Proof that the GCD of $x^2+x+6$ and $x^2+x+4$ is 2

Question

How would one demonstrate/prove that for polynomials $x^2+x+6$ and $x^2+x+4$, where $x$ is an integer, equals 2?

Answer 1

Hint:

Both numbers are even, but only one is a multiple of four. Forthermore, no other prime can divide both. Can you show it?

Answer 2

Note that

$$\gcd(x^2+x+6,x^2+x+4)=\gcd(x^2+x+6-(x^2+x+4),x^2+x+4)\\=\gcd(2,x^2+x+4)=\gcd(2,x(x+1)+4)=2$$

Answer 3

If $a \mid b$ and $a \mid c$ then $a \mid b \pm c$. So, the greatest common divisor between $x^2 + x + 6$ and $x^2 + x + 4$ must divide each.
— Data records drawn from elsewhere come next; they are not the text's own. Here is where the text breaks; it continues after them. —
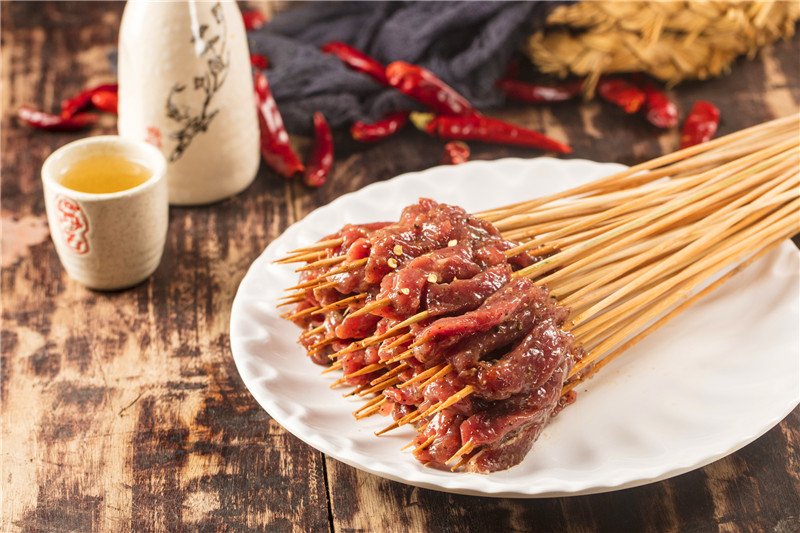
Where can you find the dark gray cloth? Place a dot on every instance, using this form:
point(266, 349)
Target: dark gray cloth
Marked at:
point(466, 44)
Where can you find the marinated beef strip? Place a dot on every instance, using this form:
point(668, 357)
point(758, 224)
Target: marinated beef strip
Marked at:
point(515, 355)
point(507, 309)
point(499, 336)
point(508, 430)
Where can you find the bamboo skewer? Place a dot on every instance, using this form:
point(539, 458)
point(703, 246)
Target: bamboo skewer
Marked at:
point(628, 252)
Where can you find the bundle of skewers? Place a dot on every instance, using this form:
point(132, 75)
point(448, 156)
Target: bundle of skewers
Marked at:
point(476, 328)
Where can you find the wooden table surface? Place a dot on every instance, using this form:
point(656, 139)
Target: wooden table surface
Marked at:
point(124, 411)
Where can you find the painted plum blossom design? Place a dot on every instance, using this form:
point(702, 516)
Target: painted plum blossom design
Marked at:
point(213, 48)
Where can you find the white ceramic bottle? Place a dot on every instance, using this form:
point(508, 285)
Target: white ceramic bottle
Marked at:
point(185, 86)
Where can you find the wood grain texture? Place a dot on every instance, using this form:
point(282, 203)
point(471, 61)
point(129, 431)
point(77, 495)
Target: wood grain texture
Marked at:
point(124, 411)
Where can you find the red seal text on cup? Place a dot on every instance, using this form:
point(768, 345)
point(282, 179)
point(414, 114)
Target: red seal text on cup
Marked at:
point(73, 223)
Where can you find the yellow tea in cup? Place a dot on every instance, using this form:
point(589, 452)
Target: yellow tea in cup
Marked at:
point(104, 173)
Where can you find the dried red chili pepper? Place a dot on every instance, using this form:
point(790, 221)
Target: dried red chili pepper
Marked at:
point(357, 60)
point(622, 93)
point(480, 128)
point(659, 110)
point(70, 106)
point(259, 61)
point(253, 19)
point(321, 159)
point(49, 122)
point(275, 147)
point(701, 124)
point(425, 87)
point(536, 93)
point(376, 131)
point(455, 153)
point(106, 101)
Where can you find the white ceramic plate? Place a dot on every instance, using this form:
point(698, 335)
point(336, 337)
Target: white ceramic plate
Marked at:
point(712, 380)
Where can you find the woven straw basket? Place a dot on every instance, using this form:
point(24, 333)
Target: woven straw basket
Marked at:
point(672, 41)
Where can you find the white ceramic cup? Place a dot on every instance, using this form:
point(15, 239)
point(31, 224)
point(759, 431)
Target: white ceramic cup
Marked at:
point(107, 241)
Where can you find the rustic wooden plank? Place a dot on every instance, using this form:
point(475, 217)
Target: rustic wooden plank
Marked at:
point(124, 411)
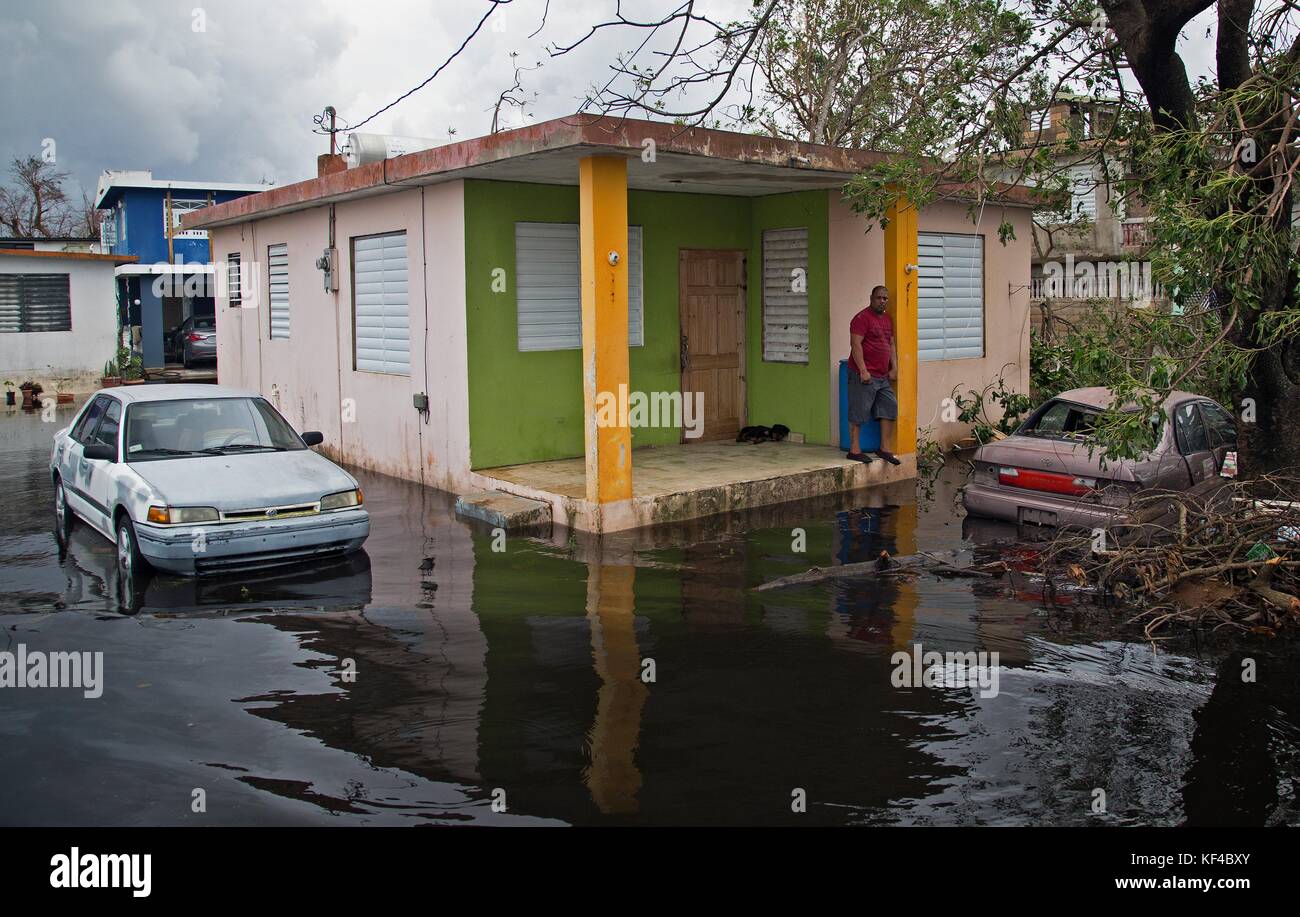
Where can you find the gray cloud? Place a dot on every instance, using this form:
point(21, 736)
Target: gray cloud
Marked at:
point(133, 86)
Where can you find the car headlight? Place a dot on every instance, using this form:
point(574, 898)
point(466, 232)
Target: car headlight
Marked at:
point(180, 515)
point(342, 500)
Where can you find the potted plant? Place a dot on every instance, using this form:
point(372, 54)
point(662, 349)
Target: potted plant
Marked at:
point(133, 372)
point(30, 392)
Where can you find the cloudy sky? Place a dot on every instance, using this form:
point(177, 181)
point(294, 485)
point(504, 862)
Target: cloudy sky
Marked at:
point(225, 90)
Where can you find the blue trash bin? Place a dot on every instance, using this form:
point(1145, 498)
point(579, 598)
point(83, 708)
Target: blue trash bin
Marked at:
point(869, 437)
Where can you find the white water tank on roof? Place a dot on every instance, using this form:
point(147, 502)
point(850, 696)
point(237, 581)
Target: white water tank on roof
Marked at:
point(362, 148)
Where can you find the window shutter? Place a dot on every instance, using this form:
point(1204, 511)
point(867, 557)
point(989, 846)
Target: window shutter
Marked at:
point(1083, 193)
point(785, 299)
point(950, 297)
point(381, 306)
point(35, 303)
point(277, 259)
point(234, 293)
point(549, 286)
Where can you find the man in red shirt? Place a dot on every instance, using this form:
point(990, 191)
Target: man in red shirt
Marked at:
point(872, 366)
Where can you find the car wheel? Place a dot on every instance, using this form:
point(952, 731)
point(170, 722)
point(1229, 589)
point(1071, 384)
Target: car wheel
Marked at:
point(63, 514)
point(130, 562)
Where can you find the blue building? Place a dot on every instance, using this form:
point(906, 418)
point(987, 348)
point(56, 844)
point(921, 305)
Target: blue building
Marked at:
point(173, 277)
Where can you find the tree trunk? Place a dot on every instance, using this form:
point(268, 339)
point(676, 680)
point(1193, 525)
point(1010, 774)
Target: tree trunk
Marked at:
point(1273, 441)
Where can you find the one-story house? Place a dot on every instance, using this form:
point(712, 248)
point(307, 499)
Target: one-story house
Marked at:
point(485, 314)
point(57, 318)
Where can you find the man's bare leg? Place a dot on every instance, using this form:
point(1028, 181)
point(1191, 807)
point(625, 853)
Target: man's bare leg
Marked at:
point(885, 436)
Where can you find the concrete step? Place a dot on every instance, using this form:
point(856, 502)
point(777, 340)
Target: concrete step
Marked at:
point(505, 510)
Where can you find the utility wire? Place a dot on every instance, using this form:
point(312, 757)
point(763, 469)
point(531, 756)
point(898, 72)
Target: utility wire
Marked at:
point(433, 76)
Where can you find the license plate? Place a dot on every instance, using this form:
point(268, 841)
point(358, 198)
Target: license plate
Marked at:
point(1031, 517)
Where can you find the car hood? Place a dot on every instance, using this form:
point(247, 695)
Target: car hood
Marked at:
point(1048, 454)
point(245, 481)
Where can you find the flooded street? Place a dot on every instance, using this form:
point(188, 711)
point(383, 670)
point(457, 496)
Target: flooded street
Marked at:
point(638, 679)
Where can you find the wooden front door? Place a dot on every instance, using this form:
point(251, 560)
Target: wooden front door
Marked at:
point(711, 299)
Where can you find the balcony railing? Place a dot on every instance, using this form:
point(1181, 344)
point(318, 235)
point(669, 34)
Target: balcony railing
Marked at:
point(1136, 233)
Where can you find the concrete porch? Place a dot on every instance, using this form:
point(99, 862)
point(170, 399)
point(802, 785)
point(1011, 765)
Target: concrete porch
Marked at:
point(692, 481)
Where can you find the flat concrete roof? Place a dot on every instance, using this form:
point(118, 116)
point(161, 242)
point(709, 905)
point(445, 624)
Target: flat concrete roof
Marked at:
point(685, 160)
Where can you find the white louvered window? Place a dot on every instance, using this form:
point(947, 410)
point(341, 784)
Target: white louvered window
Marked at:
point(785, 295)
point(277, 277)
point(549, 286)
point(381, 307)
point(35, 303)
point(234, 290)
point(950, 297)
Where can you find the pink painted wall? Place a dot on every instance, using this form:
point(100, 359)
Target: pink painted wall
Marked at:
point(857, 264)
point(367, 418)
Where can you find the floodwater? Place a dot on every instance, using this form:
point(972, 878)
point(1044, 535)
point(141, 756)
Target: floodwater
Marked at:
point(638, 679)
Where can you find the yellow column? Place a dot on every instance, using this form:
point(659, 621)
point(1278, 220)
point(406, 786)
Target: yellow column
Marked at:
point(901, 259)
point(603, 232)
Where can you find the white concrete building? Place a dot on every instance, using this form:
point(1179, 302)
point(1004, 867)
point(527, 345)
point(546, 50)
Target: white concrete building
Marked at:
point(57, 318)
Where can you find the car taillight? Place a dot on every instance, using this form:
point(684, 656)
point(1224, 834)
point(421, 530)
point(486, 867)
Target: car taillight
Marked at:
point(1048, 481)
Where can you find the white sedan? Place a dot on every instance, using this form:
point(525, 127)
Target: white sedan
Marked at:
point(200, 479)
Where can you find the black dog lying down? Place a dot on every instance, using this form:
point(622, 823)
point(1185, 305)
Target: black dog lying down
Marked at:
point(774, 433)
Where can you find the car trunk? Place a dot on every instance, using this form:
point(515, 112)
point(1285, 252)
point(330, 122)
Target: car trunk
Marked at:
point(1053, 467)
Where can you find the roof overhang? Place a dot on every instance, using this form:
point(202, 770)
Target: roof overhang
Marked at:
point(109, 189)
point(69, 255)
point(661, 158)
point(164, 268)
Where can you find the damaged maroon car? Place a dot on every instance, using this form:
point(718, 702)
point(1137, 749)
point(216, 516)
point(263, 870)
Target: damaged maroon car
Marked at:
point(1044, 475)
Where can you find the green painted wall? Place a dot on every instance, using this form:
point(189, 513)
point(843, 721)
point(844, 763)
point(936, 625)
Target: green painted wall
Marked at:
point(788, 393)
point(528, 406)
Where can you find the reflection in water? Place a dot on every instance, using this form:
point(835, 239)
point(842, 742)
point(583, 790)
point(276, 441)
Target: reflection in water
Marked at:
point(516, 675)
point(612, 775)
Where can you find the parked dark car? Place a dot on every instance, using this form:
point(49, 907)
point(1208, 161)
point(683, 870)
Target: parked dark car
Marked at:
point(1044, 474)
point(195, 340)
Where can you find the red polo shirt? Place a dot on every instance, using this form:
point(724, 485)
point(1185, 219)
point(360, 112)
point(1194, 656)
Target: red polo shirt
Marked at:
point(876, 333)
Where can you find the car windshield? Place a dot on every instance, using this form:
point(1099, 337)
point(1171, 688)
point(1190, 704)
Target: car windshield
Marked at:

Let the greatest common divisor be $d$. Then $d$ also divides their difference: $$d \mid (x^2 + x + 6) - (x^2 + x + 4) \rightarrow d \mid 2.$$

So, $d = 1$ or $d = 2$. If we note that $$x^2+x = x(x+1)$$ is a product of two consecutive integers then it follows that $2$ divides $x^2+x$. Since $2$ also divides both $4$ and $6$, we have that $d = 2.$

Answer 4

$x^2+x+6=x(x+1)+6$, $x(x+1)$ is always divisible by $2$, since the product of any two consecutive integer is always is divisible by $2$. Thus $x(x+1)+6$ is divisible by $2$. Also $x^2+x+4=x(x+1)+4$ is divisible by $2$ by same reason. Also their are no common factor of $x^2+x+6$ and $x^2+x+4$ other than 2. Therefore $\gcd(x^2+x+6,x^2+x+4)=2$. Also you find the $gcd$ by divison method as in above.